Please take my advice from last night and get the beardie a heat lamp (and thermostat) for the daytime, rather than the heat mat - he will feel much better for it!


----------



## awalton007 (Mar 7, 2011)

I bought the kit and it came with a 60 watt heat light and a 30 heat mat. I don't wanna not use it as it would be a waste of money or do I use it at night for him to sleep on.


----------



## Ophexis (Feb 19, 2010)

awalton007 said:


> I bought the kit and it came with a 60 watt heat light and a 30 heat mat. I don't wanna not use it as it would be a waste of money or do I use it at night for him to sleep on.

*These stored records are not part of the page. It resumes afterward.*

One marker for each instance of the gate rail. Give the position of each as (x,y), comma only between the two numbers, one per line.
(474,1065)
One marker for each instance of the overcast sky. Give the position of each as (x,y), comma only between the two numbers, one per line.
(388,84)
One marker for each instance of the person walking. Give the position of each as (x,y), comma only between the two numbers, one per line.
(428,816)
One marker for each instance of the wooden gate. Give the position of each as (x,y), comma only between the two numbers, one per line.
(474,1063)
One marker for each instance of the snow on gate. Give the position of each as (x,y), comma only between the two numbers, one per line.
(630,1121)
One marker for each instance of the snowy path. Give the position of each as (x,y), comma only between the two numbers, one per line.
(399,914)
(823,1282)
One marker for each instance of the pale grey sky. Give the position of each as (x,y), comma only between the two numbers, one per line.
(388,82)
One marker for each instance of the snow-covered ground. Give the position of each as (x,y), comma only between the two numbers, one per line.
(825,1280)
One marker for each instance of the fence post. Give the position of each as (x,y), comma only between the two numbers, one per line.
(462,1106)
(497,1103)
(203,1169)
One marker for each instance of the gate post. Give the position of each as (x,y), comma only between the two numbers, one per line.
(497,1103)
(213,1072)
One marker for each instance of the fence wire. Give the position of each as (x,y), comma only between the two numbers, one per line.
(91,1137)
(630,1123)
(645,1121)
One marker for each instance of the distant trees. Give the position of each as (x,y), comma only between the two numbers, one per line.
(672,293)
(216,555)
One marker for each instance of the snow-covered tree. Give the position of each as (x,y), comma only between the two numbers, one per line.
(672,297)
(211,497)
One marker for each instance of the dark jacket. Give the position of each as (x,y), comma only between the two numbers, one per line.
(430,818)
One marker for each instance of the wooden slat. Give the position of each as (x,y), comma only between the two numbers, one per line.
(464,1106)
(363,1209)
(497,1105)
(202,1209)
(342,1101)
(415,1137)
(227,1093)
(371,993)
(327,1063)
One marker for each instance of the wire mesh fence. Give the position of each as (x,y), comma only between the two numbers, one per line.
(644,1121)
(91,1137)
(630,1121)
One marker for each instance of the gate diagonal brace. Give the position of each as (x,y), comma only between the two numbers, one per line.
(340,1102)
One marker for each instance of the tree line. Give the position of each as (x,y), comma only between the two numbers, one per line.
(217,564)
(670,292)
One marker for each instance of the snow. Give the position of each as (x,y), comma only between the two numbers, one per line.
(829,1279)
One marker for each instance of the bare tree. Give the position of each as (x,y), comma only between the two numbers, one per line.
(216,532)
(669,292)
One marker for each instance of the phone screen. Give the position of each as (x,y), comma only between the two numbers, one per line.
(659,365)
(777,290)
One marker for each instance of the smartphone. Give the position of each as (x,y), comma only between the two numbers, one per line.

You can use the heat mat at night, of course! Stat it to about 75-80*F.
But for daytime heat, the bulb is best. 110-115*F for babies, 100-105*F for adults.


----------



## Graham (Jan 27, 2007)

You bought a kit with a heat mat and a heat lamp, did they not provide stats as well then?


----------



## Stevan (Nov 1, 2006)

The heat mat would be better situated on the side of the viv so the beardie can not lie directly on top of it, beardies do not feel localised or heat from below very well so even if you have the mat on a stat it may still result in a burn.


----------



## Nix (Jan 23, 2008)

You need a mat stat or pulse proportional stat for your mat and a dimming stat or a pulse proportional stat for your bulb. 

Ebay is a good place to look, the classifieds on here aren't bad either. I would go with a habistat or microclimate brand. Not sure what the lucky reptile ones are like. Maybe someone else can advise.

Nix


----------



## awalton007 (Mar 7, 2011)

So am I best using the lamp in the day and a heat mat at night on a thermostat so it stays over 20ish


----------



## Nix (Jan 23, 2008)

All heat sources should be statted. If you are going to run a mat and a lamp you will need two stats. I would prefer a heat source that doesn't emit light so you can leave it on at night and then your UV lamp for brightness on a timer. The 12% arcadia tubes are the best for UV for beardies. Mounted on the inside front of the viv with a reflector reflecting the light back into the viv. Definitely ask for advice in the lizard section. Arcadiajohn is your man re UV and arcadia products.


----------